When we were kids, my mom worked for a small business owned by a couple that went to our church. American Leak Detection—they found leaks in swimming pools. In high school the couple gave me my first job, helping them with random grunt work a day or two a week for $5.15 an hour. Lois, the squat, curly-haired wife (the epitome of a grandma) would have m&ms and goldfish for me to snack on when I got there. I decimated them on the reg, but man, I did an excellent job of sorting the brochures in their supply closet. I'm sure I was a huge asset to them. 

But back before I was old enough to work, American Leak Detection gave my mom her first job after having kids. And in the summers, when she was off being their accountant three days a week, the three of us were left gloriously alone.

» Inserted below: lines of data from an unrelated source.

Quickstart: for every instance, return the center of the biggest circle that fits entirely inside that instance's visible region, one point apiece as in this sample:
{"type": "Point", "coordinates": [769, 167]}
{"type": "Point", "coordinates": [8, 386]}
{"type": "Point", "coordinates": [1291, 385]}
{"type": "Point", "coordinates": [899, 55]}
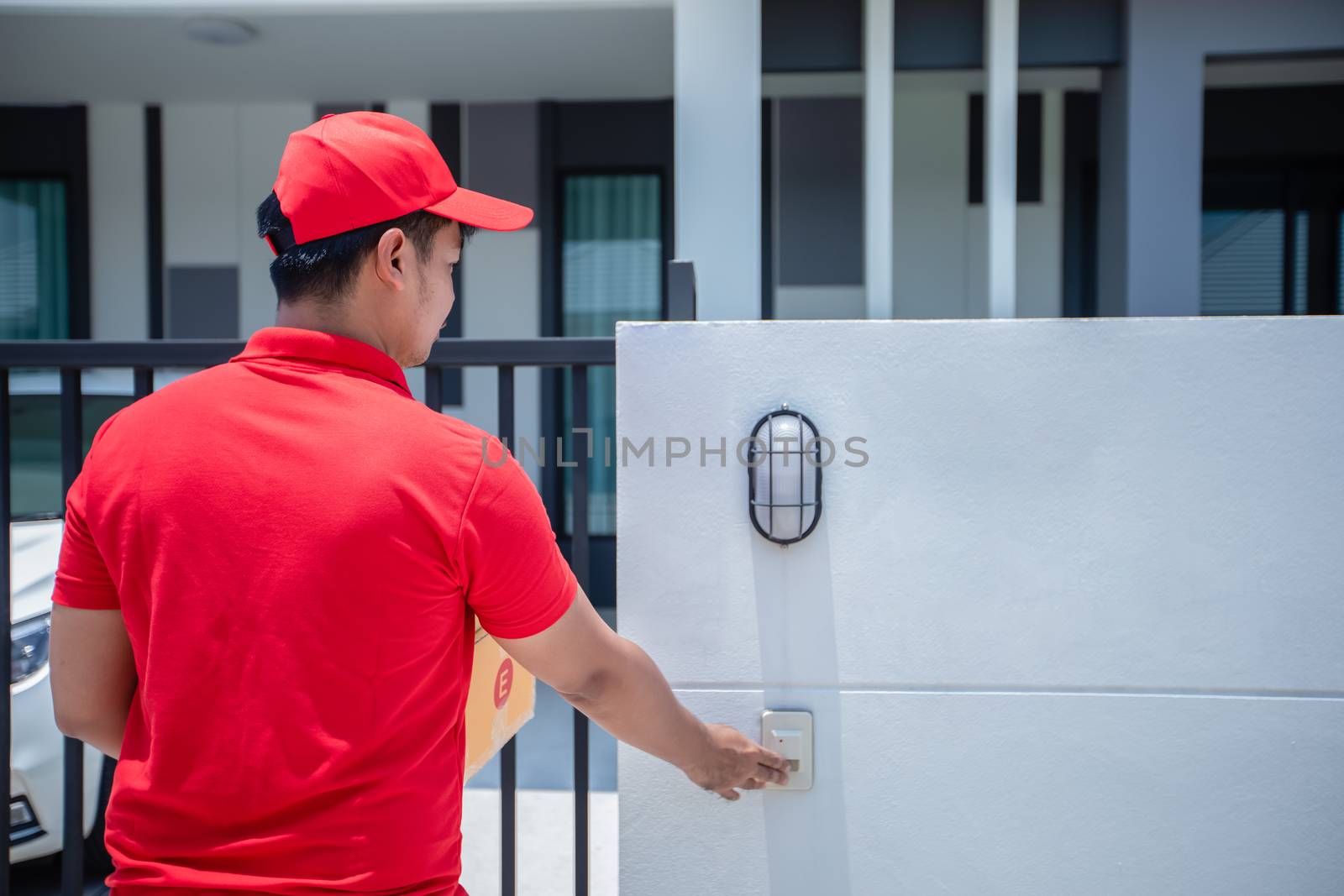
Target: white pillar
{"type": "Point", "coordinates": [878, 154]}
{"type": "Point", "coordinates": [717, 82]}
{"type": "Point", "coordinates": [1001, 155]}
{"type": "Point", "coordinates": [120, 271]}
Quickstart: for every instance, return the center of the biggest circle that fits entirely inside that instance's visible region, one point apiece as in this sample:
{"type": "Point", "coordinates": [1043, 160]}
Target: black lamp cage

Ah, summer days of sleeping in and mindlessly watching episode after episode of Bobby's World and Animaniacs, of laying on the couch reading the romance novels I swiped from my mom's library pile while my brothers ran around with roller skates on their hands in the basement. 

It came with a price—there was always an unreasonably long chore list that had to be done before Mom got home, or else. It was a constant disappointment to my mom that none of us cared about how the house looked. She cared SO much, and it made her so angry when we left things a mess—and yet somehow she never figured out how to change our behavior. We knew she'd be upset, we knew she'd get mad, yet our rooms were still a mess and we still left things all over the house.

The worst was when someone was coming over. Then there'd be a harried flurry of activity, of yelling about discarded socks and dishes in the sink, and then the red hot anger of her silent treatment, the glares keeping the three of us darting ahead of the vacuum cleaner, trying to stay one room ahead of her to escape her fury. Even now as a 34 year old the sound of a vacuum cleaner makes me anxious, like I have to jump up and clean something. Meanwhile, my 31 year old brother says he feels like he's having a panic attack every time he turns on the shop vac in his own garage. 

So we knew this chore list was important, but it was summer! Laziness compelled us, and the sweet, sweet joy of being able to do whatever we wanted with no one to tell us no. 

Our approach was this: do whatever the fuck we wanted until 30 minutes before Mom was supposed to get home. Then we'd erupt in a flurry of activity, picking items off the list, racing through the house throwing toys in drawers, tossing dishes haphazardly in the dishwasher, doing just enough vacuuming to get a few lines in the carpet so it looked done. In all of our history together, these were probably the moments when my brothers and I worked best together, when we were a team—a team fending off the furies of our mother. We might have been fighting all morning, but once it was go time, we had to pull our shit together. We all knew what had to be done, and it had to be done fast.